Permutation Combination Question 3
Question 3 - 2024 (27 Jan Shift 2)
Let $\alpha=\frac{(4 !) !}{(4 !)^{3 !}}$ and $\beta=\frac{(5 !) !}{(5 !)^{4 !}}$. Then :
(1) $\alpha \in N$ and $\beta \notin N$
(2) $\alpha \notin N$ and $\beta \in N$
(3) $\alpha \in N$ and $\beta \in N$
(4) $\alpha \notin N$ and $\beta \notin N$
Show Answer
Answer (3)
Solution
$\alpha=\frac{(4 !) !}{(4 !)^{3 !}}, \beta=\frac{(5 !) !}{(5 !)^{4 !}}$
$\alpha=\frac{(24) !}{(4 !)^{6}}, \beta=\frac{(120) !}{(5 !)^{24}}$
Let 24 distinct objects are divided into 6 groups of 4 objects in each group.

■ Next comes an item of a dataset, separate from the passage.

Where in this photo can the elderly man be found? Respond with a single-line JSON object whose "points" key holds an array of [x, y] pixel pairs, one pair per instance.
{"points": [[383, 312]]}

No. of ways of formation of group $=\frac{24 !}{(4 !)^{6} .6 !} \in N$
Similarly,
Let 120 distinct objects are divided into 24 groups of 5 objects in each group.
No. of ways of formation of groups
$=\frac{(120) !}{(5 !)^{24} .24 !} \in N$